先週の日経平均は上昇。連休明けは前週のVIXショックの影響から続落で始まると、その翌日には一時20,950.15円と21,000円を下回る局面をみせた。ただし、これにより200日線を割り込んだ日経平均は、いったんは調整一巡感が意識される。その後、米国市場が理想的なリバウンドをみせたことが安心感につながり、週後半には自律反発をみせている。VIX指数を含め指数連動のデリバティブ取引による影響については、その後VIX指数が落ち着いた動きをみせていることもあり、警戒感は薄れる格好。しかし、為替市場での円高傾向が強まるなか、週末には1ドル105円台に突入すると、これが日経平均の重しとなった。

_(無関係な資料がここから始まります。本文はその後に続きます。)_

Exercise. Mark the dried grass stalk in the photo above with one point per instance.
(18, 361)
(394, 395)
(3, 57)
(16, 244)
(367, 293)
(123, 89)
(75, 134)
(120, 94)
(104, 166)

今週は自律反発の持続性を見極めることになろうが、まず米国では週末(16日)にオプション等の決済日が通過したことにより、VIXショックによる需給面での過度な警戒は後退する可能性がある。また、中国市場が春節で休場のため、アジア経由からの悪材料は出難い。そのため、リバウンドが意識されやすいところであろう。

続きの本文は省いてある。